Finding Approximate Location of Particle at Time t=1.05

[Kokordilos]

Homework Statement

This isn't really even a homework question..i've just been reviewing some general math concepts and this one has been driving me nuts..i haven't done math in a while.

At time t = 1, a particle is located at position (1,3). If it moves in a velocity field F(x,y) = <xy-2,y^2 - 10>, find its approximate location at time t = 1.05

Homework Equations

n/a

The Attempt at a Solution

I thought, maybe:
dx/dt = xy - 2 and dy/dt = y^2 - 10
So I can integrate, so x(t) = (1/2)x^2 * y - 2x + C and y(t) = (1/3)y^3 - 10Y + C and solving for the constants is trivial based on the initial conditions, but then I get totally confused. How do I put this in terms of T? And did I even do this right? It doesn't make sense to me that the position should be the function of a position. I must have done my integral wrong.
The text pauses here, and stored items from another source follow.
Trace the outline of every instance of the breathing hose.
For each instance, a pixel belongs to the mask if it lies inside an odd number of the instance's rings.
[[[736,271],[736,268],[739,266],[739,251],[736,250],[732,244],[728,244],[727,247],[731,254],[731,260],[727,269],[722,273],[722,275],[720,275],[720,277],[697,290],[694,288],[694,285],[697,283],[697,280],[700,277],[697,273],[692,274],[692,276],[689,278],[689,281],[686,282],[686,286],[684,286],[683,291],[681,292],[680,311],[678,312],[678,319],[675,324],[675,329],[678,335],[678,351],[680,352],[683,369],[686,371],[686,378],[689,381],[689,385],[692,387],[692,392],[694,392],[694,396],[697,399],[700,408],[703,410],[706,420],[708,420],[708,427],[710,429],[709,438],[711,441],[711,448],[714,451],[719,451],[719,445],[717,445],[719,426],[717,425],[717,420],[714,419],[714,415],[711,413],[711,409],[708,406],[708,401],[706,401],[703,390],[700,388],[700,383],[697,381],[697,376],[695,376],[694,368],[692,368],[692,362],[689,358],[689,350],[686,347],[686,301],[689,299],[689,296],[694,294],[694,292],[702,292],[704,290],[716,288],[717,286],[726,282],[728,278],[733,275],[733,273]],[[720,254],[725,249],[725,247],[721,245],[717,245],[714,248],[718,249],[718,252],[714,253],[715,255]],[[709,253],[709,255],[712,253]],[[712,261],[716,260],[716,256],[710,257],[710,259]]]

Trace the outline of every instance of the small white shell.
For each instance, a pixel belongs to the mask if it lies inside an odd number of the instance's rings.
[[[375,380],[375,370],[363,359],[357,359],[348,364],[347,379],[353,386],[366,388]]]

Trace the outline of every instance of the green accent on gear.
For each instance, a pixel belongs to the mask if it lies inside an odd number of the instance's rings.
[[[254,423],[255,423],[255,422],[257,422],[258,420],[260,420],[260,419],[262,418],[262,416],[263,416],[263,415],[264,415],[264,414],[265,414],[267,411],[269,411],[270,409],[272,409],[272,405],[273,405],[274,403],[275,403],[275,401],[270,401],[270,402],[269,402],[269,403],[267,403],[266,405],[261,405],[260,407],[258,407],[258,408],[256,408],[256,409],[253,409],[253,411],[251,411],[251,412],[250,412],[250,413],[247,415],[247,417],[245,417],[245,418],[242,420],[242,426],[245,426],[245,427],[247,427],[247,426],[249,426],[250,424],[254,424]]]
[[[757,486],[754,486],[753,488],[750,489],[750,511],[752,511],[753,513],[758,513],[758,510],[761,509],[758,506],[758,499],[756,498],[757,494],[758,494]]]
Can you guys help me out...really stuck.

 

[Kokordilos]

anyone?

 

[Mark44]

Here's how I would approach it, and if anyone disagrees, I hope they will jump in and correct my reasoning.

You have the velocity field F(x, y) = (xy - 2, y^2 - 10). I agree that the components are dx/dt and dy/dt.

For small values of $\Delta t$, F(x, y) $\Delta t$ should give the approximate changes in x and y.

IOW, (dx/dt, dy/dt) $\Delta t \approx (\Delta x, \Delta y)$
or (x, y) + (dx/dt, dy/dt)*dt $\approx (x, y) + (\Delta x, \Delta y)$, where x, y, dx/dt, and dy/dt are evaluated at t = 1.

Because the time increment is relatively small, the changes in x and y probably will be relatively small as well, so you should end up at a point not far from (1, 3).